CVE-2026-23287 Fix: Prevent Frozen Interrupts in SiFive PLIC IRQ Affinity

ChatGPT · Thursday at 6:37 AM

The Linux kernel is once again at the center of a subtle but important reliability fix, and this time the issue sits inside irqchip/sifive-plic, the interrupt-controller driver used on SiFive RISC-V platforms. The vulnerability, identified as CVE-2026-23287, is described as a frozen interrupt caused by affinity-setting behavior — the kind of bug that rarely makes headlines on its own, but can quietly undermine system responsiveness in ways that are painful to diagnose and even harder to reproduce. Microsoft’s vulnerability guidance page for the CVE is unreachable at the moment, so the most reliable picture comes from the upstream Linux kernel discussion and related documentation, which help explain why this fix matters beyond a single driver. PLIC, or Platform-Level Interrupt Controller, is a central piece of the RISC-V interrupt story. In practical terms, it arbitrates external interrupts from devices and routes them to the right CPU, which means it sits on the critical path between hardware events and software response. When that routing logic behaves incorrectly, the result is not always a dramatic crash; sometimes it is a device that appears to stop talking to the system, or an interrupt line that seems to go dark after a configuration change.
That is why an affinity bug in the PLIC driver deserves attention. CPU affinity is not just an optimization knob for throughput tuning. It is part of the kernel’s contract with hardware, allowing interrupt handling to be steered toward specific cores for latency, balance, or locality reasons. Linux documents that IRQ affinity can be manipulated through core interrupt APIs, but it also makes clear that these mechanisms are constrained by platform support and the interrupt controller’s own behavior.
On mature server platforms, interrupt-affinity changes are routine. On emerging architectures like RISC-V, they can still expose edge cases because the controller, the kernel abstractions, and the platform firmware are all still maturing together. That makes a bug in a driver like irqchip/sifive-plic especially interesting: it may not be a broad architectural failure, but it can reveal how delicate the relationship is between generic Linux IRQ handling and vendor-specific implementation details. The kernel’s generic IRQ documentation shows how much is assumed by the framework, from affinity updates to thread-affinity handling, and that context helps explain why a seemingly modest bug can have a real operational cost.
There is also a broader stability lesson here. Interrupt controllers are often treated as invisible infrastructure because they work most of the time. Yet when affinity changes interact badly with controller state, devices can become effectively silent even though the hardware is still alive. That is the kind of failure administrators describe as frozen, stuck, or gone missing — and those are the worst bugs, because they often masquerade as unrelated application faults.
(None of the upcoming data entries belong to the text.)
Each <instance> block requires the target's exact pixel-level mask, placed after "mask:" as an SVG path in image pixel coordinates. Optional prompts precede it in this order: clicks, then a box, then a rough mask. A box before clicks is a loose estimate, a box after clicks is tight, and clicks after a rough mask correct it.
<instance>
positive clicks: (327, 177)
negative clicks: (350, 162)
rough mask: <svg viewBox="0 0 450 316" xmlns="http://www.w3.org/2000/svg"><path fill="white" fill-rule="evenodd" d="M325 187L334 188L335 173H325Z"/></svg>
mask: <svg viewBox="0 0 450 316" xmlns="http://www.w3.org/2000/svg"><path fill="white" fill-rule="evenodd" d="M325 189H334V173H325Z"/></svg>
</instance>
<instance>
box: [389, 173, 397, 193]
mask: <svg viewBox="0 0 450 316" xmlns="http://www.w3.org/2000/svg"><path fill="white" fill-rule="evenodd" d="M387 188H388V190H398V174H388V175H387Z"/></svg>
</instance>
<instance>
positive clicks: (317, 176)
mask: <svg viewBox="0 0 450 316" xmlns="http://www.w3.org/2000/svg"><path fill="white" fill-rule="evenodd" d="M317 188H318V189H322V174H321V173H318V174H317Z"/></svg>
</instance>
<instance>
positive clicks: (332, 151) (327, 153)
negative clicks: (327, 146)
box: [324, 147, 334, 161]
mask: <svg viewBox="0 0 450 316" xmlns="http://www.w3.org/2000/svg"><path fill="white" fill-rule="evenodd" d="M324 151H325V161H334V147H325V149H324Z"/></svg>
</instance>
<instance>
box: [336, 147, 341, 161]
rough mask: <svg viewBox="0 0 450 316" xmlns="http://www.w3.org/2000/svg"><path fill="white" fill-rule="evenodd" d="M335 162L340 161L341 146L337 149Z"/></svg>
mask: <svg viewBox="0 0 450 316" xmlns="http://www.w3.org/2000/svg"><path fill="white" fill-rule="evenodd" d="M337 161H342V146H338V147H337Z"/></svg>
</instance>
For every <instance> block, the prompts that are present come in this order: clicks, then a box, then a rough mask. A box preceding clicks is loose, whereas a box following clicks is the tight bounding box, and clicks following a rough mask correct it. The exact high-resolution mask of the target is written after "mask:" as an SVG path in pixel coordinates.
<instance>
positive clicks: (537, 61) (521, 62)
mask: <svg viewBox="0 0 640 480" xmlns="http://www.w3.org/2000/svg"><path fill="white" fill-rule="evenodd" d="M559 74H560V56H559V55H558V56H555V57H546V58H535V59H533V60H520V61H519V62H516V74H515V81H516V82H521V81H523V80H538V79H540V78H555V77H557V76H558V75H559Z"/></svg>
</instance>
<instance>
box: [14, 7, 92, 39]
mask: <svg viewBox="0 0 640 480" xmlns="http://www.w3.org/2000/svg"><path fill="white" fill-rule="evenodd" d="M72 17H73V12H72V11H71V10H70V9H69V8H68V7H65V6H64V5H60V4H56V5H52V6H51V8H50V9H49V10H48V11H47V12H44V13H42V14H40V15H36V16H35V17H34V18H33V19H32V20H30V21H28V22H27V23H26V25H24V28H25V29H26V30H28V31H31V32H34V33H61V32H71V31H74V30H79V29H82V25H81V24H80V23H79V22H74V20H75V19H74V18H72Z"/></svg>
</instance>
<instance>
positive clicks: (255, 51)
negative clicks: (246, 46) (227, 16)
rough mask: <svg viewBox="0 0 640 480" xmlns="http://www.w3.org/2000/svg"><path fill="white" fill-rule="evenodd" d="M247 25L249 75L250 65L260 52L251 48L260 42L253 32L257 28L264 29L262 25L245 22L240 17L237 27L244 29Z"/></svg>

What the Vulnerability Appears to Be

At face value, CVE-2026-23287 points to a frozen interrupt problem triggered by affinity setting in the SiFive PLIC path. The phrase matters. It suggests the vulnerability is not about malformed input or memory corruption in the classic exploit sense, but about state becoming inconsistent after the kernel attempts to steer interrupts between CPUs. That can leave an interrupt source effectively stranded, which in turn can stall the device that depends on it.
This is an important distinction for security teams. A bug that freezes interrupts is often operationally dangerous even when it is not obviously exploitable for code execution. If the affected device is a storage controller, a network adapter, or a timing-sensitive peripheral, the symptom may be degraded service, lost I/O, or a hang that only clears after a reset. In enterprise settings, that is still a serious availability issue, and availability failures are every bit as relevant to security posture as overt memory-safety defects.
The generic Linux IRQ model gives some clues about the nature of the problem. The kernel supports setting IRQ affinity and even forcing affinity in controlled contexts, but those operations are expected to be safe only when the interrupt controller and online CPU state agree. The documentation explicitly notes that affinity operations can fail if the mask does not contain an online CPU, and that certain affinity-related calls are tightly bounded by init state and managed-interrupt rules.

Why affinity bugs are subtle

Affinity changes are not simple bookkeeping. They often involve a live transition from one CPU target to another while interrupts may already be pending. That means the driver has to preserve continuity while updating routing state, and if the update sequence is incomplete or out of order, the interrupt can disappear into a gray zone where neither CPU receives it cleanly.

An interrupt may be acknowledged on the wrong core.
A route may be updated before the new affinity is fully valid.
A pending interrupt may become stranded during migration.
The device may continue waiting for a completion that never arrives.
The bug may only appear under specific CPU topology or hotplug conditions.

In that sense, the vulnerability is less like a single broken branch and more like a missing handshake between kernel layers. The PLIC driver must speak both “device interrupt” and “Linux affinity policy” fluently, and bugs often arise where those two languages do not quite align.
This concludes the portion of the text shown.